Insects have three body parts (head, thorax and abdomen) and six legs. Examples are flies, lice, and keds. They are relatively easy to kill with insecticides and preventative measures. Because lice and keds are obligate parasites – meaning they need a host to survive, an annual herd/flock treatment of an insecticide in the Winter when their numbers increase usually suffices. Sometimes, we see lousy animals at this time of year when nutrition and environmental conditions abound signifies some other underlying disease. Crutching, dagging, shearing for the Summer and good internal parasite control (dagginess) will reduce the attractiveness for flies to ‘strike’ sheep. Ensuring dumps of compost, household rubbish etc do not act as a breeding area for flies helps with environmental control. The hot humid conditions of late have seen an earlier rise of ‘strike’ in Katikati surrounds.

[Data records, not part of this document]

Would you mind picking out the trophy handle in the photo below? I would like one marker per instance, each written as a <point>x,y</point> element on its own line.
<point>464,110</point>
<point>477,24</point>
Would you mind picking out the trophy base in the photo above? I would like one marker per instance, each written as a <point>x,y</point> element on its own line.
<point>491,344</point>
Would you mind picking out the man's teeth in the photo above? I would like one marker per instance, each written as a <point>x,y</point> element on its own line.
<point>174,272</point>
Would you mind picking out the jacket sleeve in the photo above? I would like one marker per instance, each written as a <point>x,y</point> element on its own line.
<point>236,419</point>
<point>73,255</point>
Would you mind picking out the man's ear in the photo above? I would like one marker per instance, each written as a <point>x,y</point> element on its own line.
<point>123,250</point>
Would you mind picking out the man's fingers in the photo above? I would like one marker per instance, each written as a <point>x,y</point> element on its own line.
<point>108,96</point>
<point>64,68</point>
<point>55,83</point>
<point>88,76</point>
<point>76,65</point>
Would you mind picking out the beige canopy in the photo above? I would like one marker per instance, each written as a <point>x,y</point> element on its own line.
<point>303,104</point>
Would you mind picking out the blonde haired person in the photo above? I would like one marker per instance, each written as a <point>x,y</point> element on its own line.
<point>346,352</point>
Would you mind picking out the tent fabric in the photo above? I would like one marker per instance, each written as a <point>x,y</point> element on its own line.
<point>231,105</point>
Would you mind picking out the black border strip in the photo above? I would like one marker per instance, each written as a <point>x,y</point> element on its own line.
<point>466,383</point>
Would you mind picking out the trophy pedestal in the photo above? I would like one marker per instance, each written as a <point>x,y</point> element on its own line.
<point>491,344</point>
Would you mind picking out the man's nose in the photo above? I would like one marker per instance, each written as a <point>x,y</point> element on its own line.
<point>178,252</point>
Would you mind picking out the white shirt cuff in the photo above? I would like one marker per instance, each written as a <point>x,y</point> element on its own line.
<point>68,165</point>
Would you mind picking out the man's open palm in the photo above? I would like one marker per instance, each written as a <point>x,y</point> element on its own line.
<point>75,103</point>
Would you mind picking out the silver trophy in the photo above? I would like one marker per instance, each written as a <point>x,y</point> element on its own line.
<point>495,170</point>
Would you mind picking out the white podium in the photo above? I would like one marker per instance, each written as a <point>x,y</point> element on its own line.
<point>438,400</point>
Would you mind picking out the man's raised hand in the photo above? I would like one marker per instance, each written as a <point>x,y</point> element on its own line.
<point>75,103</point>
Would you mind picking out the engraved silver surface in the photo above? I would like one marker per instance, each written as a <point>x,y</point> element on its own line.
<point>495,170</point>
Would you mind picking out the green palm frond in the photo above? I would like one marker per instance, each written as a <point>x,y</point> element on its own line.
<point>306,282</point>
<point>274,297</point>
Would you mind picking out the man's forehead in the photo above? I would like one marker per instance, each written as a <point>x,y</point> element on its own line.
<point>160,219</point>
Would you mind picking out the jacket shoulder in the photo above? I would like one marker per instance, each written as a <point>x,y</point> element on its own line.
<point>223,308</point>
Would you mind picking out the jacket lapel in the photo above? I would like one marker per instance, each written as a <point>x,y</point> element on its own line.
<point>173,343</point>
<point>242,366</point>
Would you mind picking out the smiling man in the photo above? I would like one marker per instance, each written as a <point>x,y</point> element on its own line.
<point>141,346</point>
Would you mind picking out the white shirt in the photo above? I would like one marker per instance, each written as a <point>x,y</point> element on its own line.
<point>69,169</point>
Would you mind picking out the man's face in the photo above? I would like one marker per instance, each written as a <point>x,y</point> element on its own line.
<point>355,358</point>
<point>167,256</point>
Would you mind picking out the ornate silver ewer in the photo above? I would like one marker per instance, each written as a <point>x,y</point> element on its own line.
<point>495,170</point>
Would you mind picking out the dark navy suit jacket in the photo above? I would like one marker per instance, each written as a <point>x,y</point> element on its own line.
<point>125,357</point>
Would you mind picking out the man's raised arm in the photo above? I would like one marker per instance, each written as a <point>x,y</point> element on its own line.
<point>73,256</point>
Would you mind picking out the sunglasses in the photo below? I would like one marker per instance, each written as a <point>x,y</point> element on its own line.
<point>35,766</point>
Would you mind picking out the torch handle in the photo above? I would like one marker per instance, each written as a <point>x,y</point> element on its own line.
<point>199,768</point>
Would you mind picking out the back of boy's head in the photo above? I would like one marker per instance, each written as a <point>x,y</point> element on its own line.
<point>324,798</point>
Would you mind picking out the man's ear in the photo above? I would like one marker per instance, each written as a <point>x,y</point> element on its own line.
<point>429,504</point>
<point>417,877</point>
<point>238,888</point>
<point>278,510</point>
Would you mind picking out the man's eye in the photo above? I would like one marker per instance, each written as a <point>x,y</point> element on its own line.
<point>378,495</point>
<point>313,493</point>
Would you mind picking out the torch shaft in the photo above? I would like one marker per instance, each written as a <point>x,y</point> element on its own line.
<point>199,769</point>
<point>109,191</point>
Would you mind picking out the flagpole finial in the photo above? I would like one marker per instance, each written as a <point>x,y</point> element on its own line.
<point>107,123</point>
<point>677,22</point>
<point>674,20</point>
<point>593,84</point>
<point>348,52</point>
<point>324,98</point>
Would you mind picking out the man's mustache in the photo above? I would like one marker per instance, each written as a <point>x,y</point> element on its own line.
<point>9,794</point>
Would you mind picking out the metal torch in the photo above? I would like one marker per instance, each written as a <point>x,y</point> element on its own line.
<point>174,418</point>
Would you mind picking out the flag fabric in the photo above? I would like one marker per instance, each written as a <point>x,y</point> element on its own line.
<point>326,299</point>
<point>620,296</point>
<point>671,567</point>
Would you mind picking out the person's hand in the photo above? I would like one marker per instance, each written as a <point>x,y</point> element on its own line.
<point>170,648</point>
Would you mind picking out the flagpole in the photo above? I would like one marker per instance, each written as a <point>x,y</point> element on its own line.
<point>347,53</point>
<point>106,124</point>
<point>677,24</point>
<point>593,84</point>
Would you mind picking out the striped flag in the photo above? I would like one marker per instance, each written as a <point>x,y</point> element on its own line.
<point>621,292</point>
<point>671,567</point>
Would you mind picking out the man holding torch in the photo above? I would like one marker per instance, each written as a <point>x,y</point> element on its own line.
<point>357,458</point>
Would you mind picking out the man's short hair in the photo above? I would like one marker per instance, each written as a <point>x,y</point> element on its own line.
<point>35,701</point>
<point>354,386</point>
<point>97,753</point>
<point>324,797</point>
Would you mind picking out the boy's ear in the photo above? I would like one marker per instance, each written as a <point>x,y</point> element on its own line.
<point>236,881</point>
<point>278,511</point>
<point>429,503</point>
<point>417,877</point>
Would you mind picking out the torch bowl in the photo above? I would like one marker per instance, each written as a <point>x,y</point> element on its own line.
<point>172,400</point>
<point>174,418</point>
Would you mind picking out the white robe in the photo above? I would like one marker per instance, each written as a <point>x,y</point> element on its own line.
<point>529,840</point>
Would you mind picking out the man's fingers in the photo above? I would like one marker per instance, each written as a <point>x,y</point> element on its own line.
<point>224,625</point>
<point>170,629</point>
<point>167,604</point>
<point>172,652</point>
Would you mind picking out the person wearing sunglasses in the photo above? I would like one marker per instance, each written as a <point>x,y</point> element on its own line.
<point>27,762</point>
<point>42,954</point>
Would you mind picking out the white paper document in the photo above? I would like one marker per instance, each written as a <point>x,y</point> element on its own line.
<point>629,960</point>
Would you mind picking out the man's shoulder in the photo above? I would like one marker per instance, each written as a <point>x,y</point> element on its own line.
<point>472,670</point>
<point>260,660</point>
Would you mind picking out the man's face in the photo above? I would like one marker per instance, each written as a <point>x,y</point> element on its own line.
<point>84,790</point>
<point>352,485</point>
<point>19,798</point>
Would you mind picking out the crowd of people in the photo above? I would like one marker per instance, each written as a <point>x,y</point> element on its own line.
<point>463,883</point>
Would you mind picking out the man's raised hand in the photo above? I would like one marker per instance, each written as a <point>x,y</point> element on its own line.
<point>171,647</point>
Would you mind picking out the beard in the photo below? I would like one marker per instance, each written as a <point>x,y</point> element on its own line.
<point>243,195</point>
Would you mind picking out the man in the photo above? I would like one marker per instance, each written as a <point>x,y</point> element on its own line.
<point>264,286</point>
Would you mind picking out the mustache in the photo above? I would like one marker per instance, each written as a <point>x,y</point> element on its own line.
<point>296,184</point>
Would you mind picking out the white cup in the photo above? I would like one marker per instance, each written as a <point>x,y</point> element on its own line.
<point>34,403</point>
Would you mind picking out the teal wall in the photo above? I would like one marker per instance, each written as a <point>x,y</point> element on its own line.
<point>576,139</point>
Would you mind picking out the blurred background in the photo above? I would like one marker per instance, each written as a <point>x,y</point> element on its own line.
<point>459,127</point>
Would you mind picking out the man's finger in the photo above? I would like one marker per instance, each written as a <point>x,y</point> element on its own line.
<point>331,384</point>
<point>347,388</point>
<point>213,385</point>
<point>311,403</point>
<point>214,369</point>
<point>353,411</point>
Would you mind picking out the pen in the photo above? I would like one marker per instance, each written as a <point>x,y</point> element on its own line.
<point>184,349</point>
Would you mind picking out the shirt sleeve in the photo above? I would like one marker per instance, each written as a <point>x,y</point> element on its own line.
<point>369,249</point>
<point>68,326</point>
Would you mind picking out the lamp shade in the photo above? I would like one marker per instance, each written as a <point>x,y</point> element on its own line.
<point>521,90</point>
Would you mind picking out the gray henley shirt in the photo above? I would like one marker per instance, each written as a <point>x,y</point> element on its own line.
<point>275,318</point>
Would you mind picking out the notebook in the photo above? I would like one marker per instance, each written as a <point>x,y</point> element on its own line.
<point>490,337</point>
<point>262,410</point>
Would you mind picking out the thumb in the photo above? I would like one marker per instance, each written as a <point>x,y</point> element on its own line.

Arachnids have four pairs of jointed legs. Examples are ticks, mites and spiders. They are a lot more difficult to control. The cattle tick is New Zealand’s only tick and affects many species of lifestyle animals. It has three stages and three hosts and is a lot harder to control as it spends its time off the host. The final stage adult is prevalent in November-December. Particularly in Deer, Cattle and Sheep – also in horses. Control is a little more difficult with insecticides as not all products have a registered claim for ticks. Mites burrow deeper into the skin and may be in localised areas, such as the scrotum in sheep. The Red Poultry mite however feeds on blood and is dormant in the coop cracks and perches but comes out at night when the birds are resting. Whereas another poultry mite stays all the time on the bird-particularly around the vent area.

A keen eye, assisted by a magnifying glass will help identify what external parasite you may be dealing with – six legs or eight?